Disparaged and yet seemingly indestructible, Gianni Infantino is poised to start a third term at the head of FIFA on Thursday.
Infantino is for a second time running unopposed for the presidency of the world football's governing body which he has led since stepping into the vacuum created by the fall of his predecessor Sepp Blatter and his former boss at UEFA, Michel Platini.
This will give the 52-year-old a chance to bring to fruition the multiple projects he likes to launch out of the blue and sometimes abandons in the face of opposition.
Infantino, a lawyer, was UEFA's general secretary from 2009. He moved up in 2016 when he won an emergency election after Blatter's scandal-ridden fall the previous year just after winning a fifth term.
His goals, he repeatedly says, are to "restore the image of FIFA" and to "make soccer truly global".
The holder of both Swiss and Italian citizenship presents himself as the guardian of football's integrity and the champion of equal opportunities in the sport.
Yet in Qatar he brushed aside criticism of the host's human rights record by insisting he too was the victim of "discrimination" as a child of Italian parents growing up in Switzerland.
"I am not an Arab, I am not African, I am not gay, I am not disabled," he said.
"But I feel like it, because I know what it means to be discriminated against as a foreigner in a foreign country. As a child I was bullied – because I had red hair and freckles."
Infantino brought in maternity leave for players and introduced a three-term limit for FIFA president.
Most of all he has presided over a surge in revenue, which has allowed FIFA to both build its financial reserves and increase subsidies to national federations -- the voters in Thursday's elections.
"We have the money because in the new FIFA, the money doesn't disappear," he said in 2020, after meeting the Swiss attorney general who was investigating suspected collusion between Infantino and former Swiss attorney general Michael Lauber.
FIFA is a civil party in most of the proceedings against former football officials, including Blatter and Platini and the secret meetings raised suspicion.
Infantino was investigated for "incitement to abuse authority", "violation of official secrecy" and "obstruction of criminal proceedings".
Swiss prosecutors last Thursday dropped part of the investigation, into Infantino's use of a private jet paid for by FIFA.
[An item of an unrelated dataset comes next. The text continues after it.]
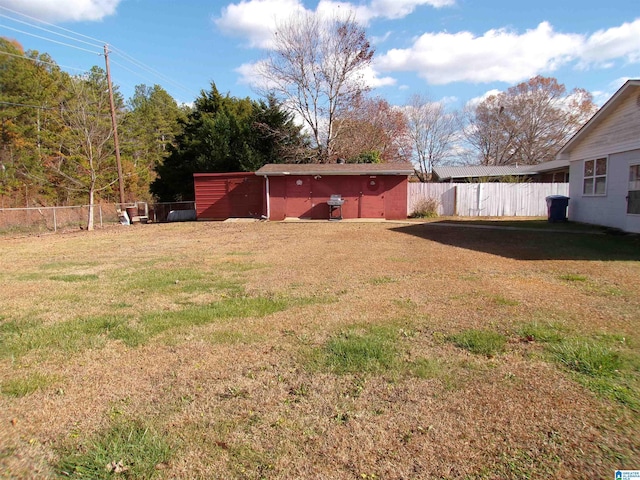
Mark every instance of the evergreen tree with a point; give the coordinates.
(224, 134)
A key to Infantino's strategy is increasing the size of FIFA competitions, which appeals to national federations by increasing the number of teams taking part and revenue.
It is an approach pioneered by his disgraced predecessors Joao Havelange, who was never opposed in an election after becoming president in 1974, and Blatter who took over in 1998.
Infantino tried and failed to increase the number of teams in Qatar from 32 to 48 but got his wish for 2026 in North America. The original plan was to increase the number of matches from 64 to 80, but on Tuesday, FIFA announced that it was adopting a format with 104 games.
A plan to play the World Cup every two years, floated in 2021, has been quietly forgotten after widespread opposition.
His proposal for a 24-team Club World Cup also failed to come to fruition in 2021 during the Covid pandemic.
In December, he raised his bid, announcing a 32-team tournament every four years starting in the summer of 2025.
He faces opposition from national leagues and clubs who are unhappy that he is filling the crowded calendar with FIFA competitions.
The international players union FIFPRO complained FIFA policies, including expanded men's and women's World Cups, "have created new conditions that further increase pressure on players' workload and their jobs."
FIFPRO also said the "decisions were taken unilaterally without seriously consulting, let alone agreeing, with the players."
Infantino responded by saying he was adopting a more consensual tone.
"We know that it is important to talk," he said promising "total respect" for the players, if he wins a new mandate.